The committee comprised seven members, including Sarraf-former chief of ONGC and PNGRB-GAIL chairman Sandeep Gupta and the chief executives of NTPC, Adani Total Gas, Torrent Gas and Carmine Energy, along with a PNGRB official.
Gupta objected to the panel’s recommendation on domestic gas sales contracts. “The recommendation to remove destination restrictions in domestic gas sales agreement (GSA) contracts by natural gas marketers is not practicable and will threaten energy security by discouraging proactive sourcing by such marketers,” he said.
“The committee would like to emphasise that imposing both take-or-pay obligations and resale/destination restrictions simultaneously is inherently unfair to consumers,” the committee responded. “This dual imposition significantly limits the buyer’s ability to optimise gas usage, manage costs, and respond to market dynamics.”
Gupta also opposed the proposal to cap equity return on pipelines at 14 per cent. “My viewpoint of recommending 15-16 per cent ROE (return on equity) as is the case for power transmission lines instead of inventing proposed 14 per cent, devoid of any basis, has not been agreed to,” he said.

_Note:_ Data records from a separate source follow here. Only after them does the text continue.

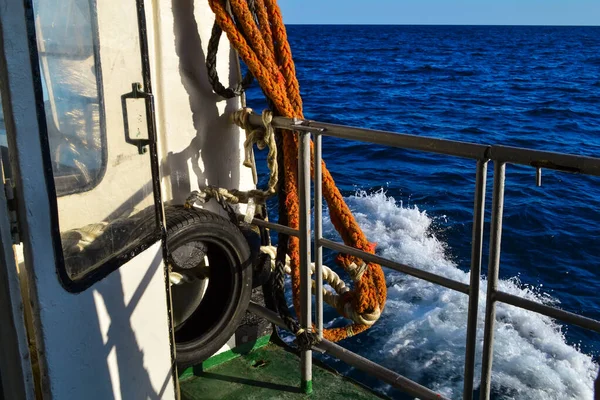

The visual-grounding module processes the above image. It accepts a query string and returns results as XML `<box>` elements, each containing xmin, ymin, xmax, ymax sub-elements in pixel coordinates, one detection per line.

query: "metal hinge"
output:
<box><xmin>4</xmin><ymin>179</ymin><xmax>21</xmax><ymax>244</ymax></box>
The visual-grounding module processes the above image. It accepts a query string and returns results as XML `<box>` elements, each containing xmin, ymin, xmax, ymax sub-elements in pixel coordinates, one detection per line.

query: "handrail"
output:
<box><xmin>243</xmin><ymin>114</ymin><xmax>600</xmax><ymax>400</ymax></box>
<box><xmin>250</xmin><ymin>114</ymin><xmax>600</xmax><ymax>176</ymax></box>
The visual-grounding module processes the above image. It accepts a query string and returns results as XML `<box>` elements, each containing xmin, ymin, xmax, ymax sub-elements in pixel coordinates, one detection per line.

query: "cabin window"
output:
<box><xmin>33</xmin><ymin>0</ymin><xmax>160</xmax><ymax>292</ymax></box>
<box><xmin>34</xmin><ymin>0</ymin><xmax>107</xmax><ymax>196</ymax></box>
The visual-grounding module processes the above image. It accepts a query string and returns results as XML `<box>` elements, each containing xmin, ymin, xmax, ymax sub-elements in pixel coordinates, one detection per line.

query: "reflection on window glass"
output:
<box><xmin>34</xmin><ymin>0</ymin><xmax>106</xmax><ymax>196</ymax></box>
<box><xmin>34</xmin><ymin>0</ymin><xmax>158</xmax><ymax>285</ymax></box>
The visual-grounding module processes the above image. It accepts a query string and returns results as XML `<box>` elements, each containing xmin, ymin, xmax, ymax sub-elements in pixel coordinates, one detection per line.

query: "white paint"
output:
<box><xmin>150</xmin><ymin>0</ymin><xmax>254</xmax><ymax>212</ymax></box>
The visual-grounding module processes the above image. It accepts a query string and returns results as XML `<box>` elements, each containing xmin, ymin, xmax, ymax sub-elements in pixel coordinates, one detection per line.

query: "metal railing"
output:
<box><xmin>241</xmin><ymin>115</ymin><xmax>600</xmax><ymax>400</ymax></box>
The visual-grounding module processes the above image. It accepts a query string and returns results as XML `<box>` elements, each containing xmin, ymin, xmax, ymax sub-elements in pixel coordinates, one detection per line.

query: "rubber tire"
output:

The panel said PNGRB may implement a transparent, investor-friendly tariff framework based on capital-cost bids and the discounted cash flow methodology, shifting from return on capital employed to equity-based returns. “Key features should include a normative 70:30 debt-equity ratio, equity return capped at 14 per cent, cost of debt linked to the SBI MCLR (marginal cost of funds-based lending rate), and empirically benchmarked opex,” it said.
Gupta disagreed with the panel on establishing an independent system operator for pipelines. The panel said the ISO was aimed at “enhancing neutrality, transparency, and efficiency in gas transmission management-without altering ownership or marketing rights” of the pipeline companies.